What Does the New Workplace Harassment Guide for California Employers Mean For Your Business?

Back Web Only Jul 27, 2017 By Marcus L. Turner

Watch any news channel, listen to any talk radio station or read virtually any online news or social media feed, and chances are, you’ll learn about a new lawsuit being filed against a company based on allegations of harassment, discrimination or retaliatory conduct in the workplace. ​These serious claims have become far too prevalent, and they’re coming to light in all areas of the workforce. From public agencies and educational institutions, to Fortune 100 companies and media giants, to small businesses — all businesses are at risk.

California employers have a legal obligation to take reasonable steps to prevent and correct wrongful (meaning harassing, discriminatory or retaliatory) behavior in the workplace, but while most are aware of this obligation, many employers are uncertain of how to comply. This uncertainty is understandable; a failure to prevent and correct wrongful behavior can expose employers to significant legal risk. Although employers’ obligations might seem straightforward, if not adhered to properly, they can arm a plaintiff’s attorney with enough legal ammunition to turn the simplest of claims into an employer’s nightmare.   

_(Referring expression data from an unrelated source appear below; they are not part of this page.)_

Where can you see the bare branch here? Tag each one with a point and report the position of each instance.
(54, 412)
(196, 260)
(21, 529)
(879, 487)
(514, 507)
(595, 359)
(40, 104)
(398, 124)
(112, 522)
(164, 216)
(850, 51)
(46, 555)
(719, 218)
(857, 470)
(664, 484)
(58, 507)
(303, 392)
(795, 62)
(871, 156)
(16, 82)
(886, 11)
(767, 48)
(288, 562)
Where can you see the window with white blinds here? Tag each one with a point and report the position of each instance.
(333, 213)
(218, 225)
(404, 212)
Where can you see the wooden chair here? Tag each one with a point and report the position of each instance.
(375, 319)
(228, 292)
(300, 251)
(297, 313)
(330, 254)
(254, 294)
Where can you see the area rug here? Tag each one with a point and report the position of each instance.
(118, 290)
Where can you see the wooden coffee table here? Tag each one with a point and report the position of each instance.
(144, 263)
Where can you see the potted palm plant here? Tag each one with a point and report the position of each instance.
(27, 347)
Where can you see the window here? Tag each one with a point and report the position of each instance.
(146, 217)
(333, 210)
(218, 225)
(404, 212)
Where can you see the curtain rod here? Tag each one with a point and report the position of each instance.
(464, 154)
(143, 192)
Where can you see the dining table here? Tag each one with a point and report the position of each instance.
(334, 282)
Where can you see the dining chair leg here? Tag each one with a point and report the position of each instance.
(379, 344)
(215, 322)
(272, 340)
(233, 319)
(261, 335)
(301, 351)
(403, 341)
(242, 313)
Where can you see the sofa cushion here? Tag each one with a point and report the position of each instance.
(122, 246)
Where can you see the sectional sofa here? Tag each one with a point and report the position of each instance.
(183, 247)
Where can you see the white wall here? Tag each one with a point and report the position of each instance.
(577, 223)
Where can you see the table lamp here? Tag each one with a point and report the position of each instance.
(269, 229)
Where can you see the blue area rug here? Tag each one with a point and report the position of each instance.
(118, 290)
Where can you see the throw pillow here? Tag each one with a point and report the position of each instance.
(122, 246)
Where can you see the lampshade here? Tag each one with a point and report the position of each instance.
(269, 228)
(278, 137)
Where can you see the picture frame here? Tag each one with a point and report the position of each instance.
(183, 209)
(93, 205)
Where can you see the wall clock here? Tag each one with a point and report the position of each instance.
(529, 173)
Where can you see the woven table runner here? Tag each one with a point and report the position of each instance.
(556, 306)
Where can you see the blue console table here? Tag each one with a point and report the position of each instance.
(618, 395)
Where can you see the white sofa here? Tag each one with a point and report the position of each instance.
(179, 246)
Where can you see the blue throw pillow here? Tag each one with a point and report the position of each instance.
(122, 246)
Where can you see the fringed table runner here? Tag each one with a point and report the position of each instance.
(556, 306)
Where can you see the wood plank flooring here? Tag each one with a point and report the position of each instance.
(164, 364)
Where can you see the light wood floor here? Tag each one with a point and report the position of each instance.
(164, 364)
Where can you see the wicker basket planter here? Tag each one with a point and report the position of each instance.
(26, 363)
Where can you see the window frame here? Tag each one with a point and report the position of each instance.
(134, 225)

On May 2, the California Department of Fair Employment and Housing released its Workplace Harassment Guide for California Employers (available for downloading at www.dfeh.ca.gov), which was produced to provide guidance to employers on how to comply with their obligations. While offered as a guide, employers need to pay careful attention to its content. This 9-page guide will undoubtedly become an additional roadmap for plaintiffs’ counsel to strengthen and advance their positions against employers.

Here are just a few of the ways the guide may be used against employers facing claims of harassment.

The new guide sets forth what an effective anti-harassment program contains, including a clear and easy-to-understand written policy that is distributed to employees and discussed at meetings held at least once every six months. Employers should anticipate being deposed on questions that attempt to show that the employer’s written policies were confusing. The plaintiff lawyers can infer that the company did not take them seriously, because they were not openly discussed in meetings held on a regular basis.

The guide states that the program needs “buy in from the top,” meaning that management must be a role model, and should understand and abide by the policies. Employers need to walk the walk and talk the talk.

The guide also addresses what an employer should do when receiving a report of harassment or other wrongful behavior. Employers are advised to give it top priority and determine whether it is serious enough that the employer conduct a formal investigation. Per the guide, if there are allegations of conduct that, if true, would violate the employers’ rules or expectations, the complaint needs to be investigated. If an investigation is performed, the guide will likely be used as a template to test the validity of the investigation.

Expect depositions to be focused on topics such as:

Was the proper investigator selected? The guide provides insight into the necessary qualifications and training of investigators.

Was the investigation initiated promptly after the employer knew or should have known of the harassment? The guide provides helpful information related to the timeliness of the investigation, its thoroughness and how to ensure the investigation is fair to all parties. Company examples are provided related to setting up timelines for investigating based on the seriousness of the complaint. For example, if the allegation involves claims of physical harassment or a threat of violence, it needs to be acted on the same day the complaint is received. If the allegation is not urgent, many companies make it a point to contact the complaining party within a day or two and strive to finish the investigation in a few weeks.

Was the investigation impartial? Report findings should be based on an objective weighing of the evidence collected, and understand that the integrity of the findings is at risk if there is any investigator bias (even a perception of bias). The guide explains that a perception of bias by the investigator will discourage open dialogue with all involved parties.

Were the remedial actions adequate? Even if the investigation was solid, expect the claimant’s focus to turn to whether the employer’s remedial action was adequate. An employer must take appropriate remedial steps when there is proof of misconduct — and the behavior does not always need to rise to the level of a policy violation or the law to warrant a remedy.  Remember, an employer’s legal obligation is to take reasonable steps to prevent and correct unlawful behavior. Once an employer has determined that harassment or discrimination has occurred, the employer must halt the harassment and minimize the risk of reoccurrence.  

Various types of corrective actions undertaken by employers have produced different results in court: A few early cases held that an oral instruction from the employer to the perpetrator to refrain from harassing conduct could be sufficient. However, subsequent cases held that the warning was not enough, especially since the warning did not put an end to the harassment. When contemplating a remedial measure, employers need to assess whether it will stop the harassment and be an effective deterrent in the future.

Another common remedy used by employers is separation of the complainant and the harasser. However, in certain situations courts have found if harassers are not completely removed from the workplace, then their mere presence can create a hostile work environment. In certain circumstances, firing the perpetrator may be an appropriate response, and the employer’s failure to do so may be considered inadequate remediation.

An employer handling a claim of wrongful conduct has many decisions to make, each with its own advantages, disadvantages and legal consequences. The minimum takeaway for employers is simple, though: Thoroughly acquaint yourself with the state’s new guide, and if a claim of harassment, discrimination or other wrongful conduct lands on your desk, seek counsel immediately — because the consequences can be devastating.